The comparison between IC assay and RT-nqPCR with other samples showed the higher analytical sensitivity of the latter procedure. Twenty of the RT-nqPCR-positive dogs developed the severe form of the disease with neurologic disorders two to three weeks after the clinical examination and were euthanised. In contrast, only twelve of these dogs were positive in the IC assay (data not shown), which means that 40% were false negative results based on the IC assay. The superior performance of nested-RT-PCR over the IC assay has been reported previously (An et al., 2008). These authors suggested that the IC assay requires large amounts of viral antigens to produce a clear positive result, which could limit the sensitivity of the assay. Because sensitive and rapid detection of the virus can reduce the mortality of the disease and to start appropriate treatment before full signs become evident, the use of a more sensitive test should be chosen when available.
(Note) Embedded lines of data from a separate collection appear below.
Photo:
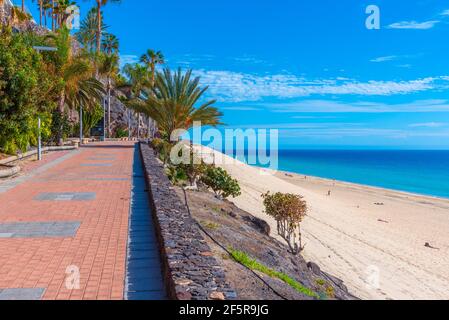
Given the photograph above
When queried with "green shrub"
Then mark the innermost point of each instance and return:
(288, 210)
(26, 89)
(90, 119)
(176, 175)
(162, 148)
(121, 133)
(251, 263)
(220, 182)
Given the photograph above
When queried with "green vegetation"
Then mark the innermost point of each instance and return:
(26, 91)
(121, 133)
(210, 225)
(288, 210)
(90, 119)
(220, 182)
(253, 264)
(327, 289)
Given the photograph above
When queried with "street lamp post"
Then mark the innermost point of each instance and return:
(81, 125)
(39, 138)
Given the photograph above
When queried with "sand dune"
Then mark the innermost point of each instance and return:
(374, 239)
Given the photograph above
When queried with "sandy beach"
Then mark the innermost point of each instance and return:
(374, 239)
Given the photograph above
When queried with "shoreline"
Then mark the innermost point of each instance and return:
(358, 185)
(361, 232)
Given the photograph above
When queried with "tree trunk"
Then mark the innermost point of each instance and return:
(52, 15)
(40, 13)
(61, 110)
(109, 108)
(99, 26)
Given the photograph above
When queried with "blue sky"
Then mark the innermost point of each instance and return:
(308, 68)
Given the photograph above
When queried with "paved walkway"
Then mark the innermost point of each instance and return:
(64, 229)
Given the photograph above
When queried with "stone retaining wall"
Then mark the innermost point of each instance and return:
(190, 270)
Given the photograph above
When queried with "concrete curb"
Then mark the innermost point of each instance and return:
(9, 171)
(34, 152)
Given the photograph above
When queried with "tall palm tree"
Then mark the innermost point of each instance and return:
(173, 101)
(87, 34)
(151, 59)
(109, 67)
(78, 86)
(137, 85)
(41, 10)
(47, 6)
(100, 4)
(110, 44)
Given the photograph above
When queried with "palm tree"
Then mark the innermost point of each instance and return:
(110, 44)
(40, 5)
(87, 35)
(109, 67)
(60, 11)
(47, 6)
(172, 103)
(78, 87)
(151, 59)
(137, 85)
(100, 4)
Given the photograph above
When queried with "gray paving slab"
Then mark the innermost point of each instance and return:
(66, 196)
(7, 185)
(39, 229)
(96, 164)
(22, 294)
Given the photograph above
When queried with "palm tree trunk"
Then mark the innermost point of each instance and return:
(52, 15)
(61, 110)
(153, 124)
(99, 26)
(40, 13)
(109, 108)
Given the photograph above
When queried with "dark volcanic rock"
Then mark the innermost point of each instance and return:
(191, 272)
(248, 234)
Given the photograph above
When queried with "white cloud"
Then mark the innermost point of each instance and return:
(383, 59)
(427, 125)
(330, 106)
(414, 25)
(238, 87)
(128, 58)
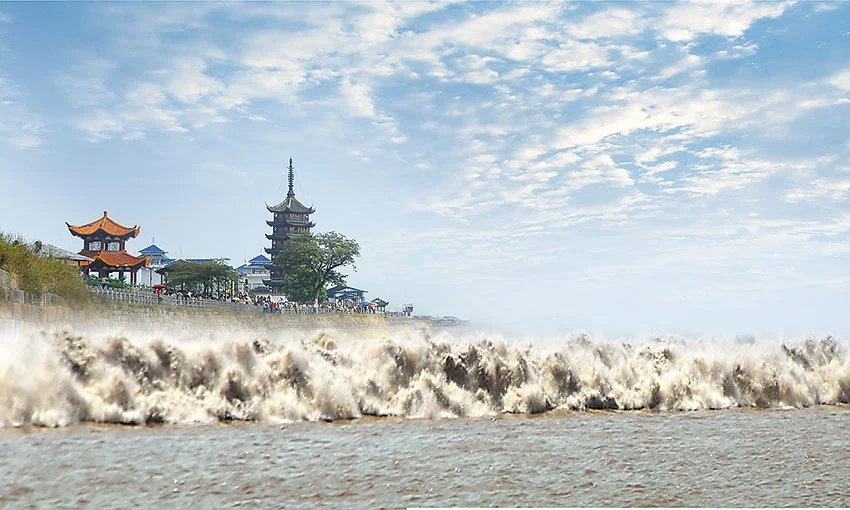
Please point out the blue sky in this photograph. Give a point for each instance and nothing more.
(612, 166)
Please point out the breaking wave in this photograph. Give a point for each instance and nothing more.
(58, 378)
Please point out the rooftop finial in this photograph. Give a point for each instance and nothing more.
(291, 178)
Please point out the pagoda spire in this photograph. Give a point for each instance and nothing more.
(291, 179)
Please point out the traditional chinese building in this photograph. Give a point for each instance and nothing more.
(290, 217)
(103, 242)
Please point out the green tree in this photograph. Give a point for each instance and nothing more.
(36, 274)
(201, 277)
(311, 261)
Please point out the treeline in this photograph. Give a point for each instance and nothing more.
(204, 278)
(37, 275)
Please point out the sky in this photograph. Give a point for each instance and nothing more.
(614, 167)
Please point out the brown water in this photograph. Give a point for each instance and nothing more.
(798, 457)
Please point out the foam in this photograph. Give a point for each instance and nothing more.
(209, 373)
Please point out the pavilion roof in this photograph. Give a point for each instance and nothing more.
(153, 250)
(104, 224)
(290, 204)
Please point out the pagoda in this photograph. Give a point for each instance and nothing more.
(290, 217)
(103, 242)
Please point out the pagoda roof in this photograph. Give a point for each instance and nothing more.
(115, 258)
(104, 224)
(290, 204)
(153, 250)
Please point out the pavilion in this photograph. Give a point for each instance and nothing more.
(103, 242)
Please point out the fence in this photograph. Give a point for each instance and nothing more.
(148, 297)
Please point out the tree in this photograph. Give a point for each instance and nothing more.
(311, 261)
(203, 277)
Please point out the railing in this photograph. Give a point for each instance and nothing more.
(144, 297)
(16, 295)
(148, 297)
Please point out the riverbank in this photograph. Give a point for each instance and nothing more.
(119, 313)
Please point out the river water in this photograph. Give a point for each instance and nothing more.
(210, 416)
(746, 458)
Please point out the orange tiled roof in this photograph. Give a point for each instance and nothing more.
(115, 258)
(105, 224)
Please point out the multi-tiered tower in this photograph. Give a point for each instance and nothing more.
(289, 217)
(103, 242)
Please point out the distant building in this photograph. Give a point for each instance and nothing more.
(380, 304)
(289, 217)
(152, 275)
(148, 276)
(254, 272)
(103, 242)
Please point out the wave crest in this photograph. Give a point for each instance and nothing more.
(57, 379)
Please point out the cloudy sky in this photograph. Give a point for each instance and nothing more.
(610, 166)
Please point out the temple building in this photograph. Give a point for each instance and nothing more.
(103, 242)
(289, 217)
(254, 272)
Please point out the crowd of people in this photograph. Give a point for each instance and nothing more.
(270, 304)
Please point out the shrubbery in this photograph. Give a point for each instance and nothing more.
(36, 274)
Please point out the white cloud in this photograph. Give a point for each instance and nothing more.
(684, 21)
(18, 126)
(841, 80)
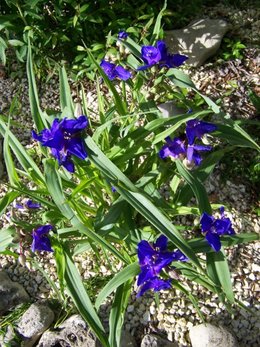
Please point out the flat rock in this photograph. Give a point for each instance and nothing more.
(169, 109)
(208, 335)
(152, 340)
(34, 322)
(73, 332)
(11, 293)
(199, 40)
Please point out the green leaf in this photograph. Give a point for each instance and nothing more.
(7, 200)
(218, 270)
(120, 106)
(182, 80)
(21, 155)
(196, 186)
(117, 313)
(54, 184)
(9, 163)
(81, 299)
(177, 121)
(201, 245)
(65, 94)
(3, 47)
(157, 27)
(6, 238)
(138, 200)
(126, 274)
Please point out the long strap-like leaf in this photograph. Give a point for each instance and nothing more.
(138, 200)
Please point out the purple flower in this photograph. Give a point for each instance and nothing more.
(197, 128)
(18, 206)
(64, 139)
(174, 148)
(159, 55)
(32, 205)
(215, 227)
(122, 35)
(41, 242)
(115, 71)
(152, 259)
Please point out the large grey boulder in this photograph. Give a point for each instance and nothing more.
(34, 322)
(11, 293)
(73, 332)
(127, 340)
(152, 340)
(208, 335)
(199, 41)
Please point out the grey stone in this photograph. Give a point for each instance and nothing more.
(34, 322)
(127, 340)
(152, 340)
(11, 293)
(73, 332)
(9, 338)
(199, 40)
(208, 335)
(169, 109)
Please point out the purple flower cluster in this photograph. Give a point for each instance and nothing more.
(28, 204)
(64, 139)
(213, 228)
(152, 259)
(122, 35)
(153, 55)
(181, 147)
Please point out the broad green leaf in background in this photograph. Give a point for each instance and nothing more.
(196, 186)
(37, 114)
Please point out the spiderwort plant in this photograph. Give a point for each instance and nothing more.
(152, 259)
(158, 55)
(122, 35)
(65, 139)
(41, 241)
(213, 228)
(185, 148)
(114, 71)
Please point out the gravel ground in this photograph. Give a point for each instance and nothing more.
(175, 314)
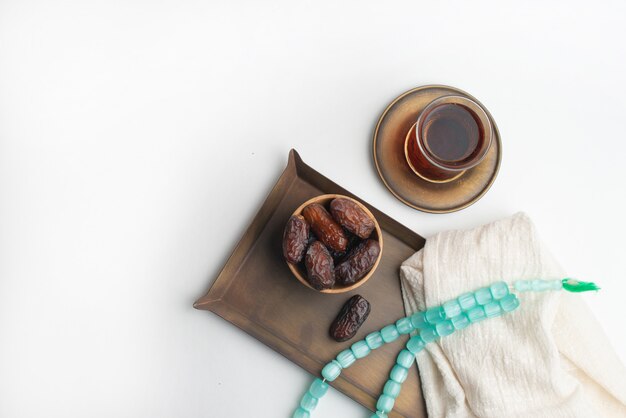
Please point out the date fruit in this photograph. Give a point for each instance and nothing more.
(352, 217)
(325, 228)
(350, 318)
(319, 266)
(295, 239)
(359, 262)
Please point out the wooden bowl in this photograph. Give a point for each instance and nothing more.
(300, 272)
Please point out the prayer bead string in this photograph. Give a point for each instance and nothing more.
(428, 326)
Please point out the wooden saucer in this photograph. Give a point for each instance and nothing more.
(394, 171)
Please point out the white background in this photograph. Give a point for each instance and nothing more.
(138, 139)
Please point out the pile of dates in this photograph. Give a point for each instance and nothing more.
(334, 243)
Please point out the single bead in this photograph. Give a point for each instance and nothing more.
(460, 321)
(499, 290)
(539, 285)
(389, 333)
(301, 413)
(429, 335)
(451, 308)
(415, 344)
(374, 340)
(444, 328)
(476, 314)
(522, 285)
(509, 303)
(435, 315)
(492, 309)
(331, 370)
(467, 301)
(346, 358)
(385, 403)
(556, 285)
(398, 373)
(404, 326)
(405, 358)
(360, 349)
(483, 296)
(308, 402)
(318, 388)
(418, 320)
(392, 389)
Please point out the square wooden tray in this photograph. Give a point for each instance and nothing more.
(256, 291)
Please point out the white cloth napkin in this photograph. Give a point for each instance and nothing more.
(549, 358)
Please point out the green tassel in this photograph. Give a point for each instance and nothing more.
(576, 286)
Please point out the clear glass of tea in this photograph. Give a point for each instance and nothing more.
(452, 134)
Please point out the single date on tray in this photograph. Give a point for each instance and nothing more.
(352, 315)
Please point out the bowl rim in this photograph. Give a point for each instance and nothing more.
(379, 237)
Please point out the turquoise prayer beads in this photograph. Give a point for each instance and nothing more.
(434, 323)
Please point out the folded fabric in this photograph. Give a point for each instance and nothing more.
(549, 358)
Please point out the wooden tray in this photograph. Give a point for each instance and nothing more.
(257, 292)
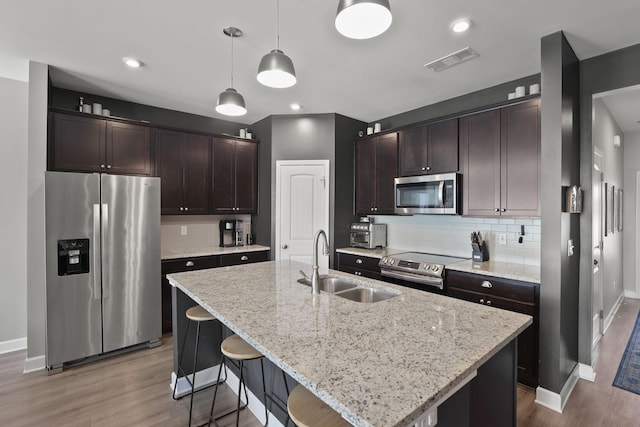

Although the NC gene is highly conserved and a small coding portion was sequenced (only 245 base pairs, excluding the primers), nucleotide polymorphisms were observed among the field and vaccine samples. Interestingly, the nucleotide mutations did not result in any amino acid substitution in all 25 field samples, vaccine strains or other Brazilian strains. However, the few mutations were used to compare all sequences. The great majority of the field CDV nucleotide sequences (23 out of 25) were similar to other Brazilian strains sequenced previously. All were identified in central-nervous-system (CNS) samples collected between 2000 and 2006 from dogs with CD (Castilho et al., 2007, Headley et al., 2009). Interestingly, two dog samples showed nucleotide sequences similar to the classical strain Lederle used as a vaccine. These dogs were positive according to RT-nqPCR only in the blood samples and did not progress to CD, suggesting they could be circulating live vaccines. Furthermore, the nucleotide sequence differences could be used in RFLP analysis to differentiate vaccine strains from field samples. A similar procedure, using RFLP analysis of the NC gene, was proposed previously to differentiate between vaccine and field strains in China (Wang et al., 2011). Other studies have proposed RFLP analysis for CDV differentiation, although all of them involved the more variable haemagglutinin (H) gene as the target (Mochizuki et al., 1999, Calderon et al., 2007, Di Francesco et al., 2012).

Conclusions

This is the first report of reverse transcription followed by a nested real time PCR (RT-nqPCR) protocol for the sensitive detection of CDV in different clinical samples. The combination of two primer pairs in a nested format using a universal probe was able to detect both vaccine and field strains of CDV. The RT-nqPCR demonstrated sensitivity and specificity similar to other DNA amplification methods and was more sensitive than a commercial IC assay. The samples that allowed the detection of a greater number of positive samples were blood, followed by urine, rectal and conjunctival swabs. Furthermore, the nucleotide sequence of the NC gene from Brazilian field strains allowed the development of an additional RFLP analysis to differentiate them from vaccine strains. The method described herein should be an important diagnostic tool for the diagnosis of canine distemper.